The Air Force frequently argues to Congress that bombers could save the United States from deploying thousands of troops or aircraft carriers to strike targets as far away as China and North Korea or sections of Iraq held by the Islamic State in Iraq and Syria, the Sunni extremist group known as ISIS. The B-1 could make the bombing runs in a single round trip from South Dakota, North Dakota, Louisiana or Texas. “Stretching our legs,” Lt. Col. Joseph Kramer, the Air Force pilot who coordinated the mission, called it….

Not everyone agrees that the solution is spending more money on aging bombers, or even that the bombers — originally conceived to counter the nuclear threat from the Soviet Union — are relevant today.

“Is there a justification for a strategic nuclear-capable long-range bomber? Definitely no,” said Gordon Adams, a professor of foreign policy at American University who oversaw military spending in the budget office of President Bill Clinton. “We have more than enough capacity to deter and strike if needed with nuclear-missile-carrying submarines.”

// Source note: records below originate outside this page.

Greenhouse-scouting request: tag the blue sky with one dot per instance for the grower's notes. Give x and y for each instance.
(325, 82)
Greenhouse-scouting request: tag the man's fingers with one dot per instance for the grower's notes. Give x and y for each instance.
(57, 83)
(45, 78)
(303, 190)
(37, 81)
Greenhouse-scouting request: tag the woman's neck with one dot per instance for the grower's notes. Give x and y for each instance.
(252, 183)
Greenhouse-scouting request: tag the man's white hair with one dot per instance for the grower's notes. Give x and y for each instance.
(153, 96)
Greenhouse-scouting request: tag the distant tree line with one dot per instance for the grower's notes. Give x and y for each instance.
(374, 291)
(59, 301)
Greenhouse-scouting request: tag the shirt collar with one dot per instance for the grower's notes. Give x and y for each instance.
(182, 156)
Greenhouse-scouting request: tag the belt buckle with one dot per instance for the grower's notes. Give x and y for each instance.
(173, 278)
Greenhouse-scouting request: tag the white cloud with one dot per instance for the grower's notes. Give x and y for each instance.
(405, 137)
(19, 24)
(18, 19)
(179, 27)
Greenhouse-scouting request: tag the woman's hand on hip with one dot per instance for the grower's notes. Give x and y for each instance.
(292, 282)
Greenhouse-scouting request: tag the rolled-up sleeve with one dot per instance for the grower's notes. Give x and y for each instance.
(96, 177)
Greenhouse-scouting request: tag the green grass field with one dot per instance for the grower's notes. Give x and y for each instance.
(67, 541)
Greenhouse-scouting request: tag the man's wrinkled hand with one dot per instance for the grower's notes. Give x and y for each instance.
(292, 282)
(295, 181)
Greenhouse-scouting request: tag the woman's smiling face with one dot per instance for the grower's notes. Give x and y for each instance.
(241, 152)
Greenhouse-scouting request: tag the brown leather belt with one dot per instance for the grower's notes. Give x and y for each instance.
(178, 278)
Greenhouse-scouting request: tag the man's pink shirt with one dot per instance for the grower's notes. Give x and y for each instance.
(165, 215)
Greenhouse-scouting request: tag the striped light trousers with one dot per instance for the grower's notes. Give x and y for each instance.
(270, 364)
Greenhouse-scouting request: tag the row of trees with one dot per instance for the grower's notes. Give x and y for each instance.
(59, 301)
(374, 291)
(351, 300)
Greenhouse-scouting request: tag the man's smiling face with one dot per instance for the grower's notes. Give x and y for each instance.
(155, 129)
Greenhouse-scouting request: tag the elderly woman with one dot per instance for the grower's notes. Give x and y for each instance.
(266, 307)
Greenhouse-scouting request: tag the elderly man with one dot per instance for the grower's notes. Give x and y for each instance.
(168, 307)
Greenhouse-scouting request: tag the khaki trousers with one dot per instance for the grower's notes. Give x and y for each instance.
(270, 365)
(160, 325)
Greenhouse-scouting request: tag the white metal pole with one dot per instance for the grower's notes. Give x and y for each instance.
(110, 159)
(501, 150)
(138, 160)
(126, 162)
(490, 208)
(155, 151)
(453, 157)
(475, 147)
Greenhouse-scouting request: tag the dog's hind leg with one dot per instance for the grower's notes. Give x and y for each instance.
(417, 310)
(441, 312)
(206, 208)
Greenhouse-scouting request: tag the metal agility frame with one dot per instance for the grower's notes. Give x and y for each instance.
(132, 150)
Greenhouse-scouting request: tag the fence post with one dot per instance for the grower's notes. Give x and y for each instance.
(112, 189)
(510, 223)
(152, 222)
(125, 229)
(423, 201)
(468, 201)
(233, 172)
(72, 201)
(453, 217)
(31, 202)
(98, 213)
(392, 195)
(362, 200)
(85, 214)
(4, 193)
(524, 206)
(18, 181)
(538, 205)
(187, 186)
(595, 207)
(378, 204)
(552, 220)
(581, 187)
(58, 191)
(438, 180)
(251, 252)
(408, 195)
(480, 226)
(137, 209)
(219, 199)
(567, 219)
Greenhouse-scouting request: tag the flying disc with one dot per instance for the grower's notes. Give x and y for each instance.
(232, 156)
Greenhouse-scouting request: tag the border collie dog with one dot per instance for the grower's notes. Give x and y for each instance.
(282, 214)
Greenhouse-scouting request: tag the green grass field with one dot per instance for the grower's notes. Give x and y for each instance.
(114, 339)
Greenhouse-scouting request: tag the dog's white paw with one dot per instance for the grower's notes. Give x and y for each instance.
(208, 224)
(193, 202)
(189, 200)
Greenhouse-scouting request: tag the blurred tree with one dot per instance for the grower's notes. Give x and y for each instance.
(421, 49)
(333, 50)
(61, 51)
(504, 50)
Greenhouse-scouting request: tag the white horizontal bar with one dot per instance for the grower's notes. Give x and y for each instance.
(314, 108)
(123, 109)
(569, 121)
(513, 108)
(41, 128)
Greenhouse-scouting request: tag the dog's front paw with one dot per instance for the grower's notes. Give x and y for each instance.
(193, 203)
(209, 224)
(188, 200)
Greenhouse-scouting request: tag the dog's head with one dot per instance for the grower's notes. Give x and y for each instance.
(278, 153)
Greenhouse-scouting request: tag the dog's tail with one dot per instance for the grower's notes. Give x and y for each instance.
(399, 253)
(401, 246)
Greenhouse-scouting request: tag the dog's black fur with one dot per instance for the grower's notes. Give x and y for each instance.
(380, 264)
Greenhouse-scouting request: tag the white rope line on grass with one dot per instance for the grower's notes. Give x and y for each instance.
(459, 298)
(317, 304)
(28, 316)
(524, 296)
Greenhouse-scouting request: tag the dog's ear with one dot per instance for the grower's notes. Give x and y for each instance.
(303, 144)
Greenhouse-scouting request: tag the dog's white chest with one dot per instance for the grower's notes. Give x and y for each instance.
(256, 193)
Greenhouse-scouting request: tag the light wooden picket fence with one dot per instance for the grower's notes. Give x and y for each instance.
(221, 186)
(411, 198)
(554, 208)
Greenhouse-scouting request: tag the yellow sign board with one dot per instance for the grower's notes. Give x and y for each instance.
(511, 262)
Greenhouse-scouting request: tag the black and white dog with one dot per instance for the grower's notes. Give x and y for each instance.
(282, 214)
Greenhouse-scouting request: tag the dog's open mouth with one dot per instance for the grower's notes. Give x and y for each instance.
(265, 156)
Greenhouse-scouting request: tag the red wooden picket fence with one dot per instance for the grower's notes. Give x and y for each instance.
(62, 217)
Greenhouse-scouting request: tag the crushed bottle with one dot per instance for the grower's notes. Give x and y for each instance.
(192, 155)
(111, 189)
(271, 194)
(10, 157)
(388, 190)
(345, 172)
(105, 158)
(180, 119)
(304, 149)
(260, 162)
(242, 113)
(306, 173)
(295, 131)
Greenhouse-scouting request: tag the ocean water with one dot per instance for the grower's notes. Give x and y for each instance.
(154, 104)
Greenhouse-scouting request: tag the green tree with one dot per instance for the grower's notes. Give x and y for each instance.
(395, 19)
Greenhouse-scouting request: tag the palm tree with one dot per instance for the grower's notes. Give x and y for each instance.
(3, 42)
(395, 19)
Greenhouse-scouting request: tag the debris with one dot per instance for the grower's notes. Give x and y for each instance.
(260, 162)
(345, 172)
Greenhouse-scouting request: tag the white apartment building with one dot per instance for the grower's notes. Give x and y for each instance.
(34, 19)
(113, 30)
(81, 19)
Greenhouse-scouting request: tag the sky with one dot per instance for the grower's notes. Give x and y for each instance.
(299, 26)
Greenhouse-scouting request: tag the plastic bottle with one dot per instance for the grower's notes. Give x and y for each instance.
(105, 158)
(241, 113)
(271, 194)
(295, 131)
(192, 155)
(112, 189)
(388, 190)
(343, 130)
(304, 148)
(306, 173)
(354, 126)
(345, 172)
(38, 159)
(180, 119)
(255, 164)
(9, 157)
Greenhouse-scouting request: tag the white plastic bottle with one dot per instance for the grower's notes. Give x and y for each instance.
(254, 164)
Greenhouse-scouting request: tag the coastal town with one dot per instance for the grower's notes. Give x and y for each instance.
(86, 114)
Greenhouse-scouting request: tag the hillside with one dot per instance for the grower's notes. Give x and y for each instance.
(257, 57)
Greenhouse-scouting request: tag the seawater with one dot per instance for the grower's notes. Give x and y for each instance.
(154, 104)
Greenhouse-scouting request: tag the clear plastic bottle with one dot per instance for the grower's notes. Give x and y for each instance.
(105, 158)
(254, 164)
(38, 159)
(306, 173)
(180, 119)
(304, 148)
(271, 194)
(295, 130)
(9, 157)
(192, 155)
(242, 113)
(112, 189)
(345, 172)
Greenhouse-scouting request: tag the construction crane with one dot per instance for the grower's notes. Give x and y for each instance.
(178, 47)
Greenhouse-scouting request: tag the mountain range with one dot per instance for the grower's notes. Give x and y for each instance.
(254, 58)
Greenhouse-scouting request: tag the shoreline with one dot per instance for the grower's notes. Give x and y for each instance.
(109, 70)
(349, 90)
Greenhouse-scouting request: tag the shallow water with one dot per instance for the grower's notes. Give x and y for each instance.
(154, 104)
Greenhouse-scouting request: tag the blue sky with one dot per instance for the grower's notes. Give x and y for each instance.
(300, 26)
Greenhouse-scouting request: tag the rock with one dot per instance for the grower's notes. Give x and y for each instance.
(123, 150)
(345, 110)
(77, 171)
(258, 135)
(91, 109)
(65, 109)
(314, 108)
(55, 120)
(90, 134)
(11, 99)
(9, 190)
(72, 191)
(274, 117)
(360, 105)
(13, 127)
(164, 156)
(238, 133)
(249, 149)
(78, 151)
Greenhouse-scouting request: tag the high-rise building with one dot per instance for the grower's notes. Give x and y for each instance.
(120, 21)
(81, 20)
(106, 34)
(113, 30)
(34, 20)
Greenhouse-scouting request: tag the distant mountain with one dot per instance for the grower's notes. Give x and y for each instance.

For freedom conservatives, this will be a simple issue; they’ll support more defense spending.  For liberty conservatives, this will be a slightly trickier issue.  On the one hand, this should be the kind of interest group pleading that they wail about when it comes to runaway government spending.  On the other hand, one of the ways that liberty conservatives have been trying to expand their appeal to the rest of the GOP (with uncertain results) is to talk somewhat more robustly on foreign policy and drop “Reagan!!” into the conversation at times.  So we’ll see if Smith’s typology holds up going forward.

A coda:  I’m very curious to see how this issue of defense spending intersects with the group of “reform conservatives” that Sam Tannenhaus profiled last Sunday.  Having read the piece, it was almost exclusively focused on domestic policy; national security and foreign policy were barely mentioned.  As Smith notes in his piece, “the Freedom Conservative elites — from Bill Kristol to John Bolton to Sheldon Adelson — care a lot about foreign policy. Many of the Liberty Conservative leaders have less theory in that realm than instinct — that they’re against it.”  Ideas do matter, and if libertycons want to get the upper hand, they’re going to need to bolster their intellectual apparatus on foreign affairs and national security.